Extraintestinal Manifestations of Inflammatory Bowel Disease: Current Concepts, Treatment, and Implications for Disease Management Rogler G, Singh A, Kavanaugh A, Rubin DT Published Aug 2021, in the Gastroenterology.
Inflammatory bowel diseases (IBDs) are systemic diseases that manifest not only in the gut and gastrointestinal tract, but also in the extraintestinal organs in many patients. The quality of life for patients with IBD can be substantially affected by these extraintestinal manifestations (EIMs). It is important to have knowledge of the prevalence, pathophysiology, and clinical presentation of EIMs in order to adapt therapeutic options to cover all aspects of IBD. EIMs can occur in up to 24% of patients with IBD before the onset of intestinal symptoms, and need to be recognized to initiate appropriate diagnostic procedures.
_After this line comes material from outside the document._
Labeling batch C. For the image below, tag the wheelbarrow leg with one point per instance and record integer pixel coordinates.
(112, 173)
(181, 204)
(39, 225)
EIMs most frequently affect joints, skin, or eyes, but can also affect other organs, such as the liver, lung, and pancreas. It is a frequent misconception that a successful therapy of the intestinal inflammation will be sufficient to treat EIMs satisfactorily in most patients with IBD. In general, peripheral arthritis, oral aphthous ulcers, episcleritis, or erythema nodosum can be associated with active intestinal inflammation and can improve on standard treatment of the intestinal inflammation. However, anterior uveitis, ankylosing spondylitis, and primary sclerosing cholangitis usually occur independent of disease flares. This review provides a comprehensive overview of epidemiology, pathophysiology, clinical presentation, and treatment of EIMs in IBD.
Keywords: Arthralgias; Arthritis; Crohn’s Disease; Erythema Nodosum; Extraintestinal Manifestations; Inflammatory Bowel Disease; Primary Sclerosing Cholangitis; Psoriasis; Pyoderma Gangrenosum; Spondyloarthropathy; Ulcerative Colitis; Uveitis.